Libya has secured a $20 billion, 25-year oil development agreement with U.S. firm ConocoPhillips and France’s TotalEnergies, reinforcing the country’s push to scale up production and reclaim a leading position in Africa’s energy sector. The deal was announced under the Waha Oil Company, a joint venture linked to Libya’s state-owned National Oil Corporation (NOC), as reported by Business Insider Africa.
The agreement is expected to significantly expand Libya’s oil output capacity, with officials projecting production gains of up to 850,000 barrels per day over the life of the project. Libyan Prime Minister Abdulhamid al-Dbeibah said the investment would be fully financed outside the state budget and could generate hundreds of billions of dollars in long-term revenues, supporting economic recovery after years of conflict and underinvestment.
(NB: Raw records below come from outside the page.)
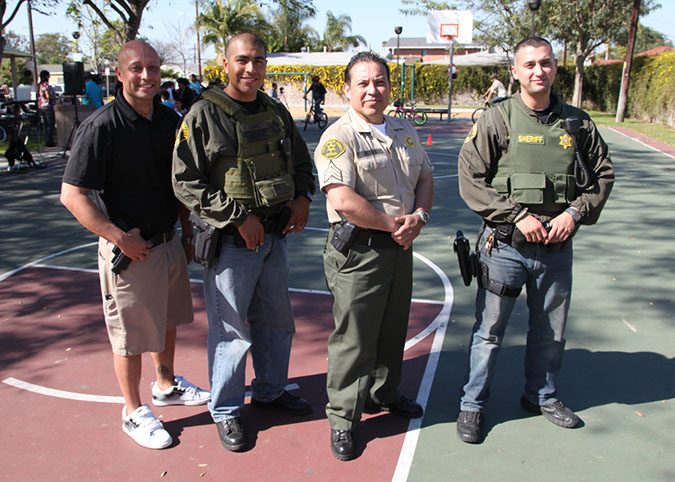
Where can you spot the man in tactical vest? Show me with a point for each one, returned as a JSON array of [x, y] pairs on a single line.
[[241, 165], [534, 169]]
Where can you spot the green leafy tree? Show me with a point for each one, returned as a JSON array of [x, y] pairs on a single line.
[[336, 37], [587, 25], [224, 18], [584, 24], [98, 43], [289, 32], [646, 39], [37, 5], [17, 41], [52, 48], [122, 17]]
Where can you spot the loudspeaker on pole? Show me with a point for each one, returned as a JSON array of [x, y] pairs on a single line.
[[73, 78]]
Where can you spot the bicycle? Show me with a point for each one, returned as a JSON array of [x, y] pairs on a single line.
[[311, 118], [418, 117], [478, 112]]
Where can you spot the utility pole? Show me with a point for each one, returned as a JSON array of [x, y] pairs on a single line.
[[199, 50], [36, 80], [625, 77]]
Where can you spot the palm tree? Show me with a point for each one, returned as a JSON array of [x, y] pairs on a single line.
[[224, 18], [335, 37], [288, 32]]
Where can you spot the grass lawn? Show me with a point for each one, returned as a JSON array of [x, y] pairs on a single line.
[[658, 132]]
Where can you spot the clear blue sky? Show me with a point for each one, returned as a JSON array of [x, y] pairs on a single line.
[[374, 19]]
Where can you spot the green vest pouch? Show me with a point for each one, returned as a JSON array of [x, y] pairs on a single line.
[[261, 176], [537, 170]]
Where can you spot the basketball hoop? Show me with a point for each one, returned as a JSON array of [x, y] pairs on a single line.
[[449, 31]]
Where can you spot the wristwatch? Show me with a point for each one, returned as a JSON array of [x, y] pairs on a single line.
[[576, 215], [424, 216], [306, 194]]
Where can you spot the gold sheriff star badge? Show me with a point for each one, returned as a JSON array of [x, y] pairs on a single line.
[[565, 141]]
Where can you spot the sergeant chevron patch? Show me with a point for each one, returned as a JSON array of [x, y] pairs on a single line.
[[332, 172]]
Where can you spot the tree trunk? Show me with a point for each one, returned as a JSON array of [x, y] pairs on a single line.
[[625, 78], [578, 78]]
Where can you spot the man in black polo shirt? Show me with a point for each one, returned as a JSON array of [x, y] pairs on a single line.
[[123, 154]]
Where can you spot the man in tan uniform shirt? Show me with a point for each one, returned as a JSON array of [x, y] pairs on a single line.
[[376, 174]]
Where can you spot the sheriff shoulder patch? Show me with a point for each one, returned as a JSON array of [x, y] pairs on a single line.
[[472, 134], [332, 172], [183, 134], [332, 149], [565, 141], [530, 139]]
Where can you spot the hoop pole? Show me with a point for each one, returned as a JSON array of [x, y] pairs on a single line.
[[452, 49]]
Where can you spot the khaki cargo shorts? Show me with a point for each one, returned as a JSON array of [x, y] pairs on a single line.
[[145, 300]]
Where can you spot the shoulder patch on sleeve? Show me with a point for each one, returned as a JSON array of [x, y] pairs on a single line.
[[332, 149], [183, 134], [472, 134], [332, 172]]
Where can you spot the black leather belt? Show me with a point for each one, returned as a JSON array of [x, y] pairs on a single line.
[[376, 239], [162, 238]]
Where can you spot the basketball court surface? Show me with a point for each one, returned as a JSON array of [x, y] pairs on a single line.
[[63, 408]]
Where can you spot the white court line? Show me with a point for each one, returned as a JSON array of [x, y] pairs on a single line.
[[406, 456], [640, 142], [441, 322], [200, 281], [83, 397], [33, 263]]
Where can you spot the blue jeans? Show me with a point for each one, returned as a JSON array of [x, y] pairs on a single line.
[[248, 285], [547, 277]]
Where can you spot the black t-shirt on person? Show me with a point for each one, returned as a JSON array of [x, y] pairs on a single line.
[[125, 159]]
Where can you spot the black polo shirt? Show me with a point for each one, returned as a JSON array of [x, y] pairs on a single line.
[[125, 159]]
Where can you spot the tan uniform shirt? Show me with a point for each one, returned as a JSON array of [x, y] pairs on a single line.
[[382, 170]]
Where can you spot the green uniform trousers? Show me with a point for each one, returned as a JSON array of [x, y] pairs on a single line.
[[371, 289]]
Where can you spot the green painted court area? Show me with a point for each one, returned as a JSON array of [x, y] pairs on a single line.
[[619, 368]]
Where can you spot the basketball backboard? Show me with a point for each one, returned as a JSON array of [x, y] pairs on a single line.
[[442, 24]]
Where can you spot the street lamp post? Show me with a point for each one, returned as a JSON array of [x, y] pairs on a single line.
[[534, 6], [398, 31]]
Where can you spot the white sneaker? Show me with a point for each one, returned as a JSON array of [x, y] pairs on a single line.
[[181, 393], [142, 426]]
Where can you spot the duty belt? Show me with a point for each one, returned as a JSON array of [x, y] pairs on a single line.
[[272, 225], [163, 237], [376, 239]]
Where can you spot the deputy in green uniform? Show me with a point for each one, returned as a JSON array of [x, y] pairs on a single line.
[[241, 165], [518, 170], [377, 176]]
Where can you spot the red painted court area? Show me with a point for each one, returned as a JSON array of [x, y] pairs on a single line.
[[52, 336]]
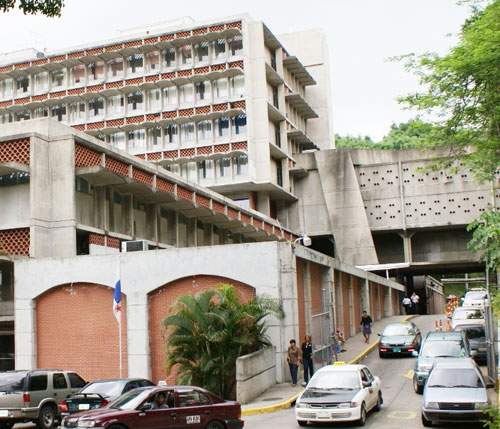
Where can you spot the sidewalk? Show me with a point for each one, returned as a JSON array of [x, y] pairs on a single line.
[[282, 396]]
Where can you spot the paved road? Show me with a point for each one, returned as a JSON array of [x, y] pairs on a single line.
[[401, 407]]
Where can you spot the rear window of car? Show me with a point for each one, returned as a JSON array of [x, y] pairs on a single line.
[[12, 381]]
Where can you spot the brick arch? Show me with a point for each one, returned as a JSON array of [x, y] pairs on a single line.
[[160, 306], [76, 329]]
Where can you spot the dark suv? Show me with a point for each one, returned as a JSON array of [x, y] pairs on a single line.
[[35, 395]]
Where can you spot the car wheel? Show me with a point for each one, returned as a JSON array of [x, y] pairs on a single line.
[[378, 405], [214, 424], [362, 416], [46, 418], [425, 422], [416, 386]]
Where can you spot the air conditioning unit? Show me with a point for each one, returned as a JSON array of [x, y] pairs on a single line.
[[134, 246]]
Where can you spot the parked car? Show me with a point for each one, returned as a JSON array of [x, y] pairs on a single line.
[[477, 340], [467, 316], [183, 406], [99, 393], [455, 392], [438, 345], [33, 396], [399, 338], [338, 393]]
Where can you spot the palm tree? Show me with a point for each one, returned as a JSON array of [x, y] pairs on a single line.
[[210, 331]]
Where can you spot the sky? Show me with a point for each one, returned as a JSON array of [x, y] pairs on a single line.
[[361, 36]]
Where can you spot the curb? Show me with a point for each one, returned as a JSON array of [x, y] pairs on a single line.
[[288, 403]]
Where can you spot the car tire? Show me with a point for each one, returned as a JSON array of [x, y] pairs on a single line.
[[362, 415], [214, 424], [378, 405], [46, 418], [418, 389], [426, 423]]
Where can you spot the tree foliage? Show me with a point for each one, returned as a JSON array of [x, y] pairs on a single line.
[[210, 330], [50, 8]]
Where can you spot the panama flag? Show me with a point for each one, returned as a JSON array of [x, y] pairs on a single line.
[[117, 309]]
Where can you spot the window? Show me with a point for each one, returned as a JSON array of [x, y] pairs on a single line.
[[237, 86], [22, 85], [169, 58], [154, 136], [204, 129], [240, 165], [187, 133], [58, 78], [223, 167], [236, 45], [220, 88], [117, 140], [135, 101], [205, 169], [186, 94], [239, 125], [59, 112], [77, 74], [218, 49], [154, 100], [201, 51], [115, 67], [96, 71], [153, 60], [221, 127], [170, 134], [185, 55], [41, 82], [136, 139], [135, 64], [96, 107], [170, 96], [115, 105]]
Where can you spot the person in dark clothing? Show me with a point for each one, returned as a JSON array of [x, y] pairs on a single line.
[[307, 357], [366, 325]]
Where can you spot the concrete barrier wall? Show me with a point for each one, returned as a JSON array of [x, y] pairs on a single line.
[[255, 373]]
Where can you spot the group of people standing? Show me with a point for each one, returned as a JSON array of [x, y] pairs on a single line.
[[304, 355], [411, 304]]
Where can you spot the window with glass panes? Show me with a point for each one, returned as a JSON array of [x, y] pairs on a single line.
[[170, 134]]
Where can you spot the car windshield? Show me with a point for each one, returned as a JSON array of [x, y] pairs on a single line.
[[344, 380], [396, 330], [461, 314], [454, 378], [442, 349], [12, 381], [129, 400], [105, 388]]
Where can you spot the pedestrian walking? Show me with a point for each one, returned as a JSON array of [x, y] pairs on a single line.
[[307, 358], [415, 299], [366, 325], [293, 359], [407, 304]]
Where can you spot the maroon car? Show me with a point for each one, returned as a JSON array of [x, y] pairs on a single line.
[[161, 407]]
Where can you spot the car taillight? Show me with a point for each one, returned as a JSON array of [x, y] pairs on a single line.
[[63, 406]]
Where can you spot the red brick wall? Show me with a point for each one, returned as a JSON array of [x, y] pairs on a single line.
[[160, 306], [76, 329]]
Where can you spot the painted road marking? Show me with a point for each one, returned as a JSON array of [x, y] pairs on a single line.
[[402, 415]]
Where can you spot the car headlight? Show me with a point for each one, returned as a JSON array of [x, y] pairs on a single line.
[[86, 423]]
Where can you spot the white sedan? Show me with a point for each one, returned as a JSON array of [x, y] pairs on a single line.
[[338, 393]]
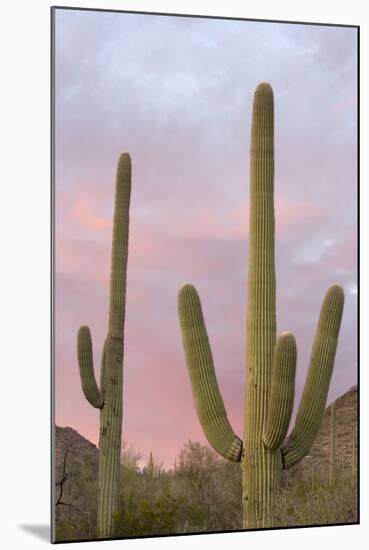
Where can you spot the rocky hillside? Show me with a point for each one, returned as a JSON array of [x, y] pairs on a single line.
[[76, 485]]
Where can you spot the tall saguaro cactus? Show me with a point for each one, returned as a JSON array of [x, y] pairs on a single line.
[[270, 363], [108, 397], [332, 447]]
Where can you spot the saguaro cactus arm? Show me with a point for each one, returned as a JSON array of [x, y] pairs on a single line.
[[86, 368], [208, 400], [282, 391], [311, 409]]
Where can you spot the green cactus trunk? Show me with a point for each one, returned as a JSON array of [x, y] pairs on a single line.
[[109, 397], [332, 447], [270, 363]]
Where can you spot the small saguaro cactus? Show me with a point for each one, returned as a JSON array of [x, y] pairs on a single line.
[[270, 363], [332, 447], [108, 397]]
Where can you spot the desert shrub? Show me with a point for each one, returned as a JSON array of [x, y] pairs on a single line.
[[312, 502]]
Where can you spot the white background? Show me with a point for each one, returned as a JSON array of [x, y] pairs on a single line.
[[25, 269]]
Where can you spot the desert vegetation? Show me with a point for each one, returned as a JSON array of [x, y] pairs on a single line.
[[201, 492]]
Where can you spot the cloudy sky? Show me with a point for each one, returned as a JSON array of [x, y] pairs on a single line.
[[177, 94]]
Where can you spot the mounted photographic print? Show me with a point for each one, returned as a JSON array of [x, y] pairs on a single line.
[[205, 201]]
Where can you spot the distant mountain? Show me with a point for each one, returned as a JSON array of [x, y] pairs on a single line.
[[346, 432]]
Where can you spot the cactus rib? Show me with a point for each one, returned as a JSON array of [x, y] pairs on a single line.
[[282, 391]]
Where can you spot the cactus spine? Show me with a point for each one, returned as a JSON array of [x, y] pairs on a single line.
[[270, 363], [108, 398], [332, 447]]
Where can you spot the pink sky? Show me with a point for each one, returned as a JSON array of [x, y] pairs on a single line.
[[177, 94]]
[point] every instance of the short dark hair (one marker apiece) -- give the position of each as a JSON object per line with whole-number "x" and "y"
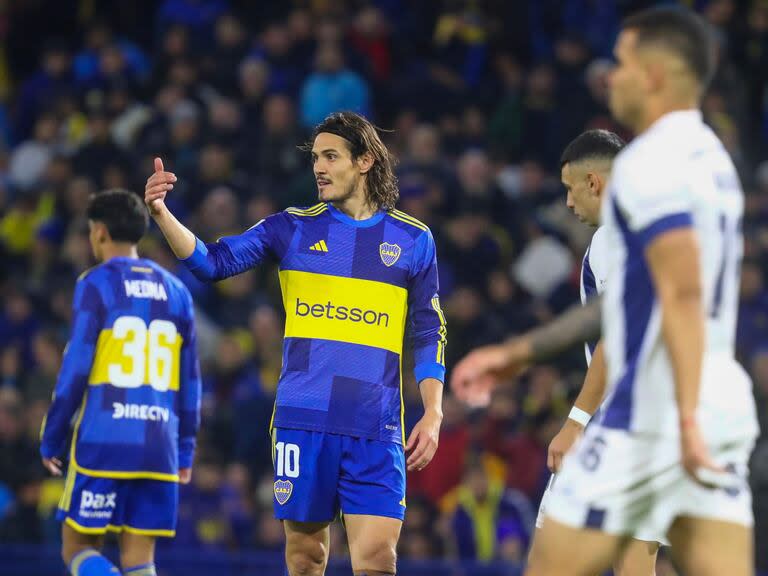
{"x": 364, "y": 137}
{"x": 122, "y": 212}
{"x": 592, "y": 144}
{"x": 683, "y": 32}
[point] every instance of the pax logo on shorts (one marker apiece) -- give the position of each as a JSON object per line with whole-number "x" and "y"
{"x": 283, "y": 490}
{"x": 389, "y": 253}
{"x": 91, "y": 501}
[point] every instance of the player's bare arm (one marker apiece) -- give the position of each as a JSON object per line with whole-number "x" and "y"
{"x": 673, "y": 260}
{"x": 424, "y": 438}
{"x": 587, "y": 402}
{"x": 475, "y": 376}
{"x": 179, "y": 237}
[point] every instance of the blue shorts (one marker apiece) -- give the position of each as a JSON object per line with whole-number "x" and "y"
{"x": 93, "y": 505}
{"x": 317, "y": 474}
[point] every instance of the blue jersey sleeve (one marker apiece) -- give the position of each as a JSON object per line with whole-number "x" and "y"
{"x": 189, "y": 392}
{"x": 233, "y": 255}
{"x": 425, "y": 317}
{"x": 87, "y": 320}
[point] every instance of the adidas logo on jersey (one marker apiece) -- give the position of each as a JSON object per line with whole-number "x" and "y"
{"x": 320, "y": 246}
{"x": 145, "y": 289}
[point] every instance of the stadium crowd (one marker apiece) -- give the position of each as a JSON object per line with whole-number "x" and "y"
{"x": 479, "y": 98}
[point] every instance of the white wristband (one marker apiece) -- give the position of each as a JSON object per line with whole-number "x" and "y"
{"x": 578, "y": 415}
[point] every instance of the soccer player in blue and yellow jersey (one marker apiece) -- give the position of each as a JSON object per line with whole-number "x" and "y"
{"x": 131, "y": 375}
{"x": 354, "y": 271}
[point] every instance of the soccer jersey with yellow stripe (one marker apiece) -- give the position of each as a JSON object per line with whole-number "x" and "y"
{"x": 130, "y": 373}
{"x": 350, "y": 288}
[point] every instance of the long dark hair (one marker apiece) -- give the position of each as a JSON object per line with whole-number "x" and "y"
{"x": 364, "y": 137}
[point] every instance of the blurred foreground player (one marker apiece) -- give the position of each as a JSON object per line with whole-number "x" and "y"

TotalEnergies and ConocoPhillips will support field development, infrastructure upgrades and enhanced recovery efforts, bringing technical expertise and capital to ageing but resource-rich oil assets. The deal also signals renewed confidence by major international energy companies in Libya’s oil sector and regulatory framework.
Times of India says the agreement strengthens Libya’s bid to lift output and stabilize exports, positioning the country to compete with leading African producers. It also underscores growing international interest in Libya’s energy potential as global firms seek long-term, low-cost oil supply, as highlighted in regional energy market commentary.